“I could’ve been a judge, but I never ’ad the Latin. . . . And so I become a miner instead.” So starts the bitterly funny “Miner’s Sketch” from the 1960s revue Beyond the Fringe, which gave Americans a sense of the long, brutal class war in Britain between coal miners and the ruling class. Neither emerged intact.
That antagonism provides the backdrop for Catherine Bailey’s irresistible Black Diamonds, a dual history of the “torrid unraveling” of an aristocratic dynasty, the Earls Fitzwilliam, and the collapse of the Yorkshire coal mining community that provided the family’s wealth.
As she did in The Secret Rooms, her 2013 bestseller about the Dukes of Rutland, Bailey provides proof that a noble title doesn’t always signify noble behavior. In 1902, when Bailey opens her story, the Fitzwilliams were based at the 365-room Wentworth estate. Staggeringly rich from coal, they spent the subsequent decades mistreating their children, betraying their spouses, impregnating village girls and chorus dancers and suing each other. Today, they have lost both Wentworth and their noble title.
Ironically, the one thing the Fitzwilliams did not do was oppress their workers: They were among the best of the mine owners. But they could do nothing about the viciousness of their fellow owners. Bailey writes movingly of the fatal accidents, the miners’ ghastly living conditions and the community solidarity that alleviated the horrors.
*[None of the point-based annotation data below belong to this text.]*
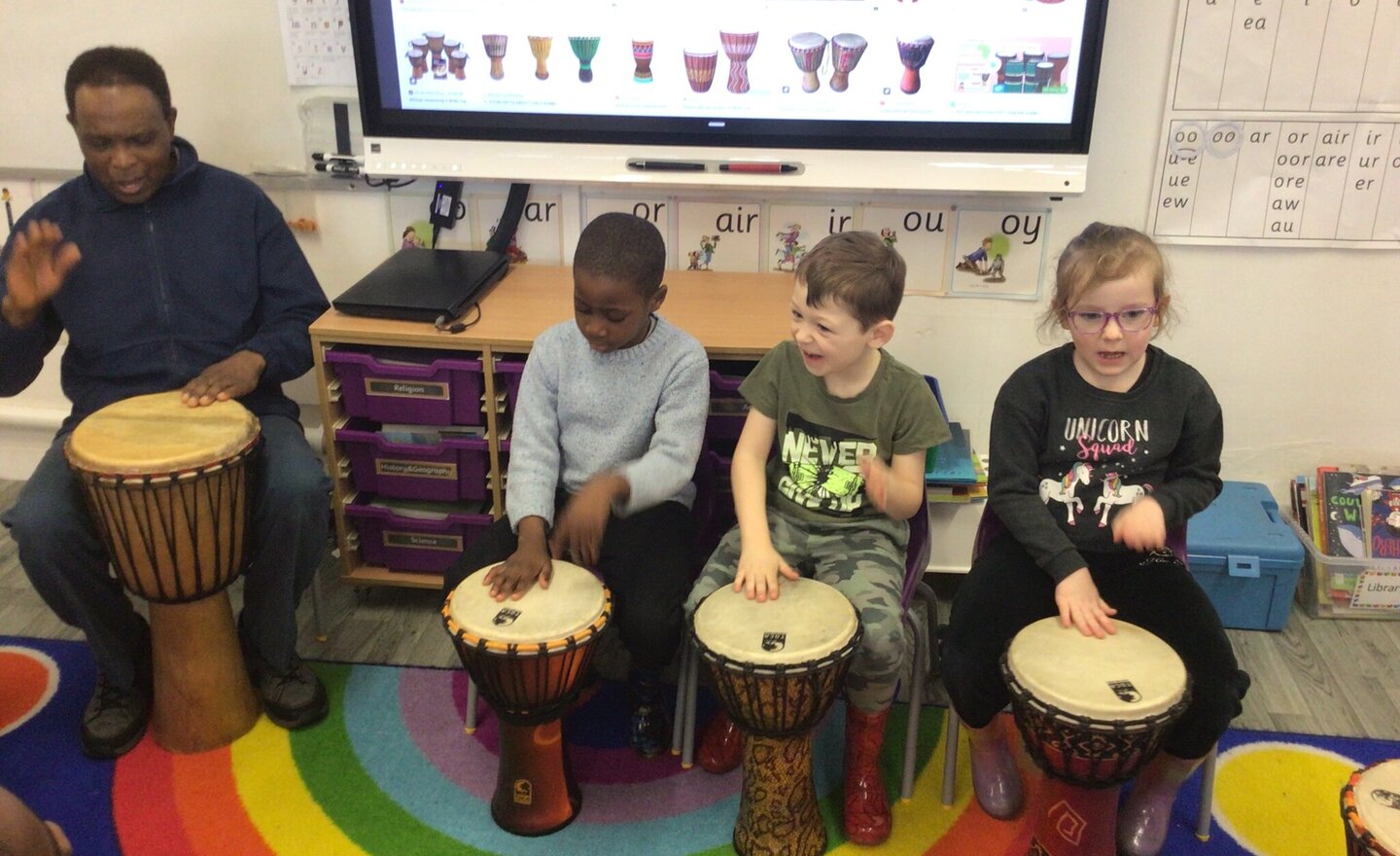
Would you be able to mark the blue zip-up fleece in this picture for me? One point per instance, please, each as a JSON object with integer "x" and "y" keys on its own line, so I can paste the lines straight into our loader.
{"x": 202, "y": 269}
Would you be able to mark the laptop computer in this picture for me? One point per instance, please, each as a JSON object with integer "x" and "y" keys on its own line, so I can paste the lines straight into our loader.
{"x": 425, "y": 285}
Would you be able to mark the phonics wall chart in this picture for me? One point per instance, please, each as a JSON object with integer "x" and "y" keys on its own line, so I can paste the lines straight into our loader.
{"x": 1281, "y": 125}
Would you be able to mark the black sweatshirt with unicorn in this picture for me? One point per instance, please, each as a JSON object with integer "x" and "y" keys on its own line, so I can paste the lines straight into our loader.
{"x": 1066, "y": 457}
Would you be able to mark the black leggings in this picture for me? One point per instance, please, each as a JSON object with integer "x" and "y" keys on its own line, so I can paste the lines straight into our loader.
{"x": 1005, "y": 591}
{"x": 645, "y": 560}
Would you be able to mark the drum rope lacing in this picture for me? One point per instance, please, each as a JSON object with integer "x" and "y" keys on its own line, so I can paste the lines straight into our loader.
{"x": 162, "y": 508}
{"x": 1112, "y": 751}
{"x": 785, "y": 699}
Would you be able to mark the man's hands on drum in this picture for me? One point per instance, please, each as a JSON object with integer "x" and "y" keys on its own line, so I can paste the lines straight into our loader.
{"x": 40, "y": 261}
{"x": 759, "y": 572}
{"x": 1141, "y": 525}
{"x": 226, "y": 380}
{"x": 530, "y": 563}
{"x": 1081, "y": 605}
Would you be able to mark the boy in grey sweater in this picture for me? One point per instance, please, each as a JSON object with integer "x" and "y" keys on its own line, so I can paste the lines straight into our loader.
{"x": 604, "y": 445}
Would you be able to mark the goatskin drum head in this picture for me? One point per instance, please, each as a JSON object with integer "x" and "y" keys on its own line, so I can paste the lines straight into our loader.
{"x": 573, "y": 601}
{"x": 1129, "y": 675}
{"x": 807, "y": 623}
{"x": 1377, "y": 793}
{"x": 158, "y": 433}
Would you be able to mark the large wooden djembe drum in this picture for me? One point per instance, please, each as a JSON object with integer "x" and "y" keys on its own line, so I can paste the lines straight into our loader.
{"x": 168, "y": 489}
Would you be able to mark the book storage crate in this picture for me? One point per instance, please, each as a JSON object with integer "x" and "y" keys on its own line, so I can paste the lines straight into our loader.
{"x": 1346, "y": 588}
{"x": 413, "y": 541}
{"x": 449, "y": 470}
{"x": 1246, "y": 559}
{"x": 429, "y": 390}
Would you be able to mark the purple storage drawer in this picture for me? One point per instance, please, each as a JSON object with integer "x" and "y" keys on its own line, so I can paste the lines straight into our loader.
{"x": 445, "y": 391}
{"x": 508, "y": 373}
{"x": 449, "y": 470}
{"x": 410, "y": 543}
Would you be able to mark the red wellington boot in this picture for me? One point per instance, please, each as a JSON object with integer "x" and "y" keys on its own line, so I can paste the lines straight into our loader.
{"x": 721, "y": 745}
{"x": 867, "y": 807}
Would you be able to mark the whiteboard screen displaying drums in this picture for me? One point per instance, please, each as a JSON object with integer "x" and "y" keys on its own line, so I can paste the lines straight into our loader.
{"x": 168, "y": 489}
{"x": 528, "y": 659}
{"x": 777, "y": 667}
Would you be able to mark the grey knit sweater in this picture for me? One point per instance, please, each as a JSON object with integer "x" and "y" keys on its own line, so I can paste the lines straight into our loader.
{"x": 639, "y": 410}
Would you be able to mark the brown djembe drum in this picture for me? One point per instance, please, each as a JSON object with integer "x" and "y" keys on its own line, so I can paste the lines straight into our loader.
{"x": 1092, "y": 712}
{"x": 777, "y": 667}
{"x": 168, "y": 489}
{"x": 528, "y": 659}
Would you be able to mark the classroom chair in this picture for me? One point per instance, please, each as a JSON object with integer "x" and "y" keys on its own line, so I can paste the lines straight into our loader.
{"x": 915, "y": 588}
{"x": 989, "y": 528}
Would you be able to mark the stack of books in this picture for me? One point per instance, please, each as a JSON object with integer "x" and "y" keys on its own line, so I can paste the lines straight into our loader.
{"x": 954, "y": 473}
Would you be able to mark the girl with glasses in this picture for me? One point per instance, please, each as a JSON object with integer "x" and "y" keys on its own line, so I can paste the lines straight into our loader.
{"x": 1098, "y": 448}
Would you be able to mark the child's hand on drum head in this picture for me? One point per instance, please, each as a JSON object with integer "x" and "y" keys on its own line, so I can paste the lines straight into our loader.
{"x": 1081, "y": 605}
{"x": 1141, "y": 525}
{"x": 530, "y": 563}
{"x": 759, "y": 570}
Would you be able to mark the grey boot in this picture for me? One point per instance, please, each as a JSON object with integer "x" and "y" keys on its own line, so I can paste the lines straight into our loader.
{"x": 995, "y": 778}
{"x": 1147, "y": 813}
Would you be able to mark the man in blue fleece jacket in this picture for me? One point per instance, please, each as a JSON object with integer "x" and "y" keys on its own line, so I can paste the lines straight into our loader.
{"x": 164, "y": 273}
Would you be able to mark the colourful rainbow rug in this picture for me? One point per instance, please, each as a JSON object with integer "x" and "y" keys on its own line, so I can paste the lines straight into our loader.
{"x": 391, "y": 772}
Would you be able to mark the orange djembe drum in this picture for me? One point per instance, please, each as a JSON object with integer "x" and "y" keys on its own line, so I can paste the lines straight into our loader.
{"x": 528, "y": 660}
{"x": 1371, "y": 810}
{"x": 168, "y": 489}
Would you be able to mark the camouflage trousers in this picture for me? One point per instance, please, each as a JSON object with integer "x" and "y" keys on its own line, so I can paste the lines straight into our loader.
{"x": 865, "y": 562}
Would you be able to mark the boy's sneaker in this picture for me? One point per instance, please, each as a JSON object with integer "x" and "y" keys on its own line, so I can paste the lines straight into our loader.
{"x": 649, "y": 731}
{"x": 295, "y": 697}
{"x": 115, "y": 718}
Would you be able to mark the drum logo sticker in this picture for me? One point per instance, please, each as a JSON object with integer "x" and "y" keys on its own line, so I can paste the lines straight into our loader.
{"x": 1126, "y": 691}
{"x": 1068, "y": 823}
{"x": 1386, "y": 798}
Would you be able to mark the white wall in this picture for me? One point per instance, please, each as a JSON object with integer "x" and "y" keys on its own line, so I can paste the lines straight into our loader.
{"x": 1300, "y": 345}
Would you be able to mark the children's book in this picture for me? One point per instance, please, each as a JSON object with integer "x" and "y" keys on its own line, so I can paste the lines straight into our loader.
{"x": 951, "y": 463}
{"x": 1381, "y": 518}
{"x": 1339, "y": 495}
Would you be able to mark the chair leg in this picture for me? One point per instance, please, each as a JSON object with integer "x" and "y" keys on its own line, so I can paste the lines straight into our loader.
{"x": 470, "y": 726}
{"x": 315, "y": 607}
{"x": 916, "y": 697}
{"x": 678, "y": 723}
{"x": 1203, "y": 820}
{"x": 687, "y": 737}
{"x": 951, "y": 757}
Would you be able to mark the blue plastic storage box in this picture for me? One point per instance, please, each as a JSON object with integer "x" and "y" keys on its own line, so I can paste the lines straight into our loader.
{"x": 1244, "y": 556}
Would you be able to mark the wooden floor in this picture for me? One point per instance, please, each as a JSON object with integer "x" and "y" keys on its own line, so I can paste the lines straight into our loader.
{"x": 1314, "y": 677}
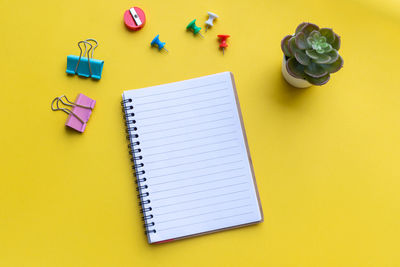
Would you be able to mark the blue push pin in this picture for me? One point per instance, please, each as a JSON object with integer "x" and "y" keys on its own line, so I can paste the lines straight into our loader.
{"x": 156, "y": 42}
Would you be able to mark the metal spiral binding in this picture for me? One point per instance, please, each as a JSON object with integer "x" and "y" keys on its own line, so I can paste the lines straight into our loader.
{"x": 138, "y": 167}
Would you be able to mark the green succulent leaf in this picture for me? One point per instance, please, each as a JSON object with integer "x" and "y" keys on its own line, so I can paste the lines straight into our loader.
{"x": 292, "y": 46}
{"x": 334, "y": 55}
{"x": 301, "y": 41}
{"x": 294, "y": 68}
{"x": 318, "y": 81}
{"x": 285, "y": 46}
{"x": 309, "y": 28}
{"x": 318, "y": 42}
{"x": 300, "y": 27}
{"x": 322, "y": 59}
{"x": 312, "y": 53}
{"x": 302, "y": 58}
{"x": 334, "y": 67}
{"x": 336, "y": 42}
{"x": 329, "y": 34}
{"x": 315, "y": 70}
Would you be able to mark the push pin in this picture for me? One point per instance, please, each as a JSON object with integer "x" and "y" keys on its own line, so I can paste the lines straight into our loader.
{"x": 192, "y": 26}
{"x": 209, "y": 22}
{"x": 156, "y": 42}
{"x": 222, "y": 40}
{"x": 134, "y": 18}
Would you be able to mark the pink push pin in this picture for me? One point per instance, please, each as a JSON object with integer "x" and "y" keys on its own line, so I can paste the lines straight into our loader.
{"x": 134, "y": 18}
{"x": 80, "y": 113}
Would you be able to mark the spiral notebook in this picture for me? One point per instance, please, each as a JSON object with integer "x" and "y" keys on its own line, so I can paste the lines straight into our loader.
{"x": 191, "y": 158}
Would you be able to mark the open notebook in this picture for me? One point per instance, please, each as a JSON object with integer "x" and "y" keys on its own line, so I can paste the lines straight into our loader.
{"x": 191, "y": 158}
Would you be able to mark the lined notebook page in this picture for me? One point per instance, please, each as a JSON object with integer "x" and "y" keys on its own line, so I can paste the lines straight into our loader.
{"x": 198, "y": 170}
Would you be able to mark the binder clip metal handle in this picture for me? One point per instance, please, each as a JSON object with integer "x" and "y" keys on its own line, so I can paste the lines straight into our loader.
{"x": 85, "y": 65}
{"x": 80, "y": 113}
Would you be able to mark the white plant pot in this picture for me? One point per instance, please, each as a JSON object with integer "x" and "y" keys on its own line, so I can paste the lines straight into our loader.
{"x": 296, "y": 82}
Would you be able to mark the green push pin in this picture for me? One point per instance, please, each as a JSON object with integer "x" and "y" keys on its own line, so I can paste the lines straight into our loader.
{"x": 192, "y": 26}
Peter, the eighth Earl Fitzwilliam, was a war hero and compulsive adulterer. When he died in a plane crash in 1948 with his lover Kathleen “Kick” Kennedy, John F. Kennedy’s sister, the grieving families rushed into full cover-up mode. Bailey gives us the real deal, on that and everything else. Downton Abbey’s earl would be appalled, but the dowager countess would love it.